Con las palabras experimento algo similar. Admiro a los poetas y prosistas que dominan el arte de los pareados. Un pareado me seduce de suyo, aunque resulta algo chabacano, pace Quevedo y su “placer más descansado”. El refranero es una colección de sentencias ingeniosas que condensan la sabiduría popular en aforismos con rimas harto pegadizas: “El mejor pariente, el vecino de enfrente”, “A lo hecho, pecho”. “A caballo regalado no le mires el dentado”. La lista es interminable. Cuanto más breve sea la sentencia, tanto más efectista será. Por desgracia la demagogia más grosera también recurre a esta fórmula para fabricar sus perversas consignas: “Más muros y menos moros”. Pero un mal uso de algo tan hermoso no puede afearlo.   
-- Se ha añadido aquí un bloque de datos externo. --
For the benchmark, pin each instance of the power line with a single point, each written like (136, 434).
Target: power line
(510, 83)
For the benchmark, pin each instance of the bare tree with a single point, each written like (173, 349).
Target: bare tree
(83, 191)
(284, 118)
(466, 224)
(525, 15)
Soy un adicto a los capicúas de muchas cifras y a los pareados cuya brevedad les haga tanto más eufónicos. Una manía como cualquier otra. Tengo para mí que la fascinación de los números, el hechizo de la música y la magia de las palabras logran espabilar nuestra intuiciones. De un modo similar a como también la despierta el encantamiento del sueño que recordamos en duermevela. Dejemos volar nuestra imaginación al escuchar música, leer o escribir y aplicando las matemáticas en el juego de ajedrez por ejemplo. Estas cosas deberían ser los vectores de nuestra formación vital, junto a esa filosofía que abarca todo cuando suscite nuestra curiosidad. A esto cabe añadir el hábito de pasear bajo los árboles y el conversar en la sobremesa compartiendo un buen vino. Son placeres tranquilos, como los que interesaban a Epicuro, y no requieren dispendios económicos que nos hagan contraer deudas con los bancos o trabajar para sobrevivir a duras penas.